It is always sad to hear of the death of great dance artists, but to lose Gades at a relatively early age, when he still had so much to give his friends, family, associates and audiences seems particularly hard.
I first experienced his work through the film "Blood Wedding", created with the film director Carlos Saura. "Blood Wedding" shows the arrival of the dancers, a class and then a rehearsal in a spare, beautiful room with huge windows. It is one of the finest dance films ever made for its purity, the quality of the dancing and the emotional punch generated by the combination of this majestic dance form with Lorca's poetry.
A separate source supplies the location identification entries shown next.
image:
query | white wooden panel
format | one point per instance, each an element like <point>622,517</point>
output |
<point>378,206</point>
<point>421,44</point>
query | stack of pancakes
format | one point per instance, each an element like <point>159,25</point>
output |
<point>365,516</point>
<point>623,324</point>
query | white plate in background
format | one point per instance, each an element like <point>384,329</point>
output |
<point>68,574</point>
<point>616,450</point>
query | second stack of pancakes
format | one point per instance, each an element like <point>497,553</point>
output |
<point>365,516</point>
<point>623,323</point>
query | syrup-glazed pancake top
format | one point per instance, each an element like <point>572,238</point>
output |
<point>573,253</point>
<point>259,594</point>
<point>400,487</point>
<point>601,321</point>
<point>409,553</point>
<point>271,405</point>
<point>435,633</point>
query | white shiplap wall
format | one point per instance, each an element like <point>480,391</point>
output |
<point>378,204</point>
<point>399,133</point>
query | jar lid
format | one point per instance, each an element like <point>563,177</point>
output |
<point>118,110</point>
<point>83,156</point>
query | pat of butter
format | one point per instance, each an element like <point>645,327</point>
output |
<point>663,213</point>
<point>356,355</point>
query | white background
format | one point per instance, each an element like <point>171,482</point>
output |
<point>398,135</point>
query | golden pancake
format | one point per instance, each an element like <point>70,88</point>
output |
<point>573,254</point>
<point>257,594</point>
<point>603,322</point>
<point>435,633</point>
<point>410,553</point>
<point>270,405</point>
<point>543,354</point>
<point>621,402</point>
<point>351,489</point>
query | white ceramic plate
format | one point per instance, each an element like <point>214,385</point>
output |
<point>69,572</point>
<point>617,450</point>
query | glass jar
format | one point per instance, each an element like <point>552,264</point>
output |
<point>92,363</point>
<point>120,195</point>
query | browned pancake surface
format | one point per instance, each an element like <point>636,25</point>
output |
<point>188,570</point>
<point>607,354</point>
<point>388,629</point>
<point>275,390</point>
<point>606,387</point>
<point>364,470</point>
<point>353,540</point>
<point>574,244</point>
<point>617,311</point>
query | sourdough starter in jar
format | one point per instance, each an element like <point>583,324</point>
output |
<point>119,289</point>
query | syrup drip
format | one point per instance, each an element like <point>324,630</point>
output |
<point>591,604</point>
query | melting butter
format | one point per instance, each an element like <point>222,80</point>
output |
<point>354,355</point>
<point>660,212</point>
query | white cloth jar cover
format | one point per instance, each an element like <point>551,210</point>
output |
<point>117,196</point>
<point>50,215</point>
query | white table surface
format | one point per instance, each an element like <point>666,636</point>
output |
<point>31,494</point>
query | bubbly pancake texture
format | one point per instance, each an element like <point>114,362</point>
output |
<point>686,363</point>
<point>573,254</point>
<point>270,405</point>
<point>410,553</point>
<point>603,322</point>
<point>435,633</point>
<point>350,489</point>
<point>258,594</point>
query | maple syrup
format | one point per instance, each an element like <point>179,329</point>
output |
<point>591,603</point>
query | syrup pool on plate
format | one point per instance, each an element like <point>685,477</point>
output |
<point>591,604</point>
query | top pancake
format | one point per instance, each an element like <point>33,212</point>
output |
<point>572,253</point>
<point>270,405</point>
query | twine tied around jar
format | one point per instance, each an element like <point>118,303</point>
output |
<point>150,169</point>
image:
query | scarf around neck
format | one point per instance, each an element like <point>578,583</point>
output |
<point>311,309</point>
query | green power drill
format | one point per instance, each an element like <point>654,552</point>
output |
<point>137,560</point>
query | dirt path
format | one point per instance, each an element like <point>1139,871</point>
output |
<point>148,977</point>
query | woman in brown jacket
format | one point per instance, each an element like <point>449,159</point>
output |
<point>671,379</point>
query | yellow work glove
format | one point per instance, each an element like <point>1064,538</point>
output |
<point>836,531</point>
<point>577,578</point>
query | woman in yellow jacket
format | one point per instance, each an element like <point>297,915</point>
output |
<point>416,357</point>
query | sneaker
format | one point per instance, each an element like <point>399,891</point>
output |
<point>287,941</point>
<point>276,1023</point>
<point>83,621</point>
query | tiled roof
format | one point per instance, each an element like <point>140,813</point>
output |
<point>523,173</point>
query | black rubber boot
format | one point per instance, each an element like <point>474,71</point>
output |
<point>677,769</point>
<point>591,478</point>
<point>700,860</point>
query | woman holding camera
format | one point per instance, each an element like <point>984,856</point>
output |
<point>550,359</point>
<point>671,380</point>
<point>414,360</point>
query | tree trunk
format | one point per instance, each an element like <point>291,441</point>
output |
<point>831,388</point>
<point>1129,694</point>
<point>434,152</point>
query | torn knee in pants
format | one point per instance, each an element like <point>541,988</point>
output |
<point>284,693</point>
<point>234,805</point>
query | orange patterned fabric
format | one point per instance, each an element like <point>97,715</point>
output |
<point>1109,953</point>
The later collaboration by the same team, "Carmen", also had much power, even if the multi-layered plot complexities were in sharp contrast to the austere "Blood Wedding". With works such as these, Gades left no doubt that this folk dance form could be used to create high art of outstanding quality.
Gades was a traditionalist with respect to dance and I heard him speak against the trend to show-biz Flamenco, stripped to the waist and with egos to the fore. However, he was not an archivist and he developed the use of Flamenco for full-evening narrative productions and created several works which will live on for many decades. I had the privilige of seeing him perform Jose in his "Carmen", when his company brought the work to London for the first time, around 8 years ago. He was a little slower around the turns than we had seen in the films from a decade or so before, but his characterisation of this doomed figure was superb and when there was a second visit a few years later, a new Jose brought more polished footwork, but far less intensity.
The Ballet Nacional de España came to Sadler's Wells last year with "Fuenteovejuna" by Gades and here we saw a different style with many Spanish dance forms in an ensemble work about solidarity and a people's struggle against authoritarianism. This was a theme close to his heart, as his opposition to the fascist Franco dictatorship meant that he spent much of his career outside of Spain. I had the pleasure of interviewing the Director of the company Elvira Andrés]
, who clearly revered Gades and had worked with him on several productions. I will let her have the final word about Gades: "All my life I have tried to learn as much as I can from Gades. Unfortunately I am not him!"